Он кивнул, и Таня, взглянув на часы и махнув Марку рукой, пошла вниз: перемена заканчивалась, а топография продолжалась.
– Ну, кто мне скажет, что такое аэрофотоснимок? – вещал капитан Логинов с кафедры. Бодарчук, сидящая сзади, тыкнула Таню ручкой и вручила ей сложенную вчетверо бумажку.
– Чего это? – тут же любопытно придвинулась сидящая слева Валера.
Пожав плечами, Таня развернула записку.
Взвод, обращаюсь к вам, ибо нет силушки терпеть измывательства старлея. Пошто издевается, ирод?
Валера прыснула, Таня – тоже. Почерк Машки, крупный, с прыгающими буквами, узнавался без труда.
Предлагаю выяснить, что он вообще здесь делает. Чего он мучает нас, когда все воюют? Почему он не на фронте? Он что, крыса тыловая?
– А она права вообще-то, – улыбнулась Валера. – Правда, здоровый молодой мужик, руки-ноги есть, и что не воюется ему?
Таня только пожала плечами. Всё это только предстояло выяснить. Топография, или тупография, как её называли они с Валерой, наконец закончилась, и взвод в хорошем расположении духа отправился в общежитие.
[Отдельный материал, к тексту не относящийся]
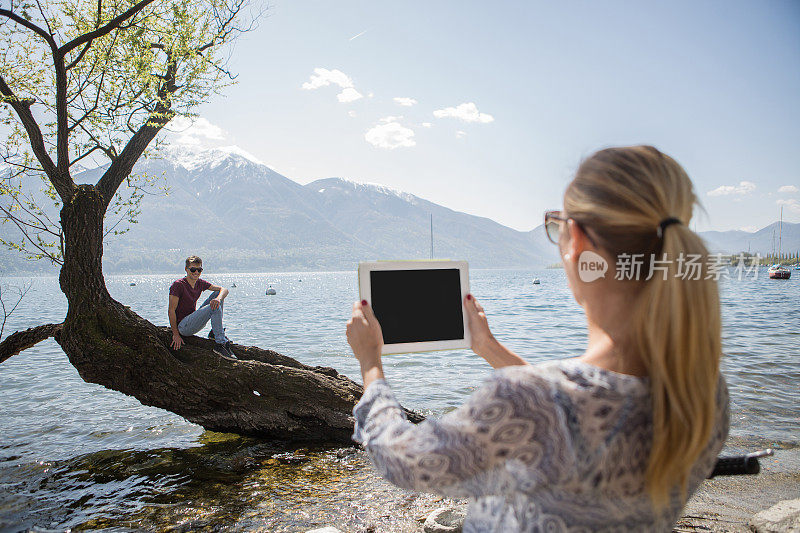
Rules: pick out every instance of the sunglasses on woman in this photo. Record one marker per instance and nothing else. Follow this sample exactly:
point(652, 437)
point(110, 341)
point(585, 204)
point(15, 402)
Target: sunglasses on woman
point(554, 220)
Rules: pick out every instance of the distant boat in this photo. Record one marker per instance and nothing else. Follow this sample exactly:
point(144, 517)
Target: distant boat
point(777, 271)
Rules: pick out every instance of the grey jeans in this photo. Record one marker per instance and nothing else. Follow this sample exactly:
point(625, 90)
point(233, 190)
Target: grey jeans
point(193, 323)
До увольнения оставалось меньше часа.
– Девчонки, здесь такое дело, – рассеянно произнесла Рита с тумбочки. – Сегодня в увольнение идут только Ярных и Корабельникова.
– Что?!
– Да я сама не в курсе, Калужный только что принёс список, – едва не плача, пробормотала Рита.
– Так, ты-то чего нюни распустила? Мы сейчас пойдём с ним поговорим сами, – пылая праведным гневом, решительно произнесла Машка. – Уж он у нас попляшет! Так, кстати, что вы думаете по поводу моей записки?
– Я согласна! Может, он вообще дезертир! – воскликнула обиженно тоненькая и бледная Вика Осипова.
– Да! Нужно выяснить, что он здесь делает.
– Согласна! Только где его найти-то?
– Я слышала, что Мымрину канцелярию будут ремонтировать, так что его поселили на шестом. Ну, первый курс же не набрали, там всё пусто.